Defection is considered one of society’s most notorious actions. While not particularly life-threatening, swapping brand allegiances is considered by some sneakerheads to be a particularly heinous crime. Defections within the sneaker industry have entirely changed the trajectory of brands, and even spawned new ones. Brand loyalty can slowly crumble, or disappear overnight. Drake, who famously rapped ‘Checks over Stripes, that’s what I like’, allegedly had intent to rep adidas after a long Nike endorsement. Despite his attempt at jumping ship being foiled, others have made massive waves with their movements. These are some of the sneaker industry’s biggest defections.
Rudolf and Adolf Dassler – Gebrüder Dassler Schuhfabrik to PUMA and adidas
Forming Gebrüder Dassler Schuhfabrik (Dassler Brothers Shoe Factory) in 1919, the Dasslers experienced early success with their athletic footwear netting gold medals and world records. Despite their literal track record, by 1949 the two brothers fell out, ultimately breaking away to form their own companies: PUMA and adidas. Since then, major moments in sporting and political history – oftentimes both – have been attributed to both brands. Modern lore may pit Swoosh versus Stripes, but the Big Cat made the first strike.
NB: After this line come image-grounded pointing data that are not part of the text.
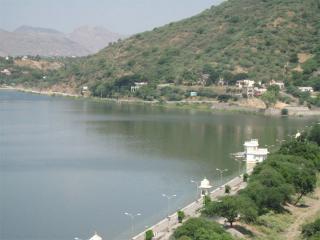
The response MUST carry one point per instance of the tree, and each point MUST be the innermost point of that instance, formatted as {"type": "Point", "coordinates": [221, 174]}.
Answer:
{"type": "Point", "coordinates": [304, 149]}
{"type": "Point", "coordinates": [314, 134]}
{"type": "Point", "coordinates": [201, 229]}
{"type": "Point", "coordinates": [227, 207]}
{"type": "Point", "coordinates": [304, 182]}
{"type": "Point", "coordinates": [213, 74]}
{"type": "Point", "coordinates": [245, 177]}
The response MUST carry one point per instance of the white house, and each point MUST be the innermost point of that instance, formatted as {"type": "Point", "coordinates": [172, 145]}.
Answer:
{"type": "Point", "coordinates": [279, 84]}
{"type": "Point", "coordinates": [253, 153]}
{"type": "Point", "coordinates": [95, 237]}
{"type": "Point", "coordinates": [138, 85]}
{"type": "Point", "coordinates": [245, 83]}
{"type": "Point", "coordinates": [306, 89]}
{"type": "Point", "coordinates": [205, 187]}
{"type": "Point", "coordinates": [6, 72]}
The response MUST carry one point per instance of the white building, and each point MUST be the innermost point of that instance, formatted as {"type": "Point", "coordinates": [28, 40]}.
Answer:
{"type": "Point", "coordinates": [138, 85]}
{"type": "Point", "coordinates": [253, 153]}
{"type": "Point", "coordinates": [306, 89]}
{"type": "Point", "coordinates": [205, 187]}
{"type": "Point", "coordinates": [245, 83]}
{"type": "Point", "coordinates": [6, 72]}
{"type": "Point", "coordinates": [279, 84]}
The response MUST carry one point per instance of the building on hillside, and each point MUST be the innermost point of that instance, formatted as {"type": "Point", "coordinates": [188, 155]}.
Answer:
{"type": "Point", "coordinates": [275, 83]}
{"type": "Point", "coordinates": [254, 154]}
{"type": "Point", "coordinates": [204, 79]}
{"type": "Point", "coordinates": [259, 91]}
{"type": "Point", "coordinates": [205, 187]}
{"type": "Point", "coordinates": [193, 94]}
{"type": "Point", "coordinates": [245, 83]}
{"type": "Point", "coordinates": [248, 91]}
{"type": "Point", "coordinates": [138, 85]}
{"type": "Point", "coordinates": [222, 82]}
{"type": "Point", "coordinates": [6, 72]}
{"type": "Point", "coordinates": [306, 89]}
Rob Strasser and Peter Moore – Nike to adidas
Ex-Nike vice president Rob Strasser and former creative director, Peter Moore, were instrumental in luring Michael Jordan to the Swoosh. Jordan became the face of his own signature line, with Moore as lead designer on the sneaker soon to be known as the Air Jordan 1. However, the honeymoon period of this monumental deal faded quickly. In 1987, Strasser left Nike and headed to adidas, followed just weeks later by Moore. In his memoir, Shoe Dog, Nike co-founder Phil Knight, described Strasser’s defection as an ‘intolerable betrayal’, and sadly didn’t have the opportunity to make peace before Strasser passed away in 1993. Retrospectively, had Tinker Hatfield not stepped in and created the now-legendary Air Jordan 3, MJ very well could have joined Strasser and Moore at the Three Stripes. Talk about a sliding doors moment.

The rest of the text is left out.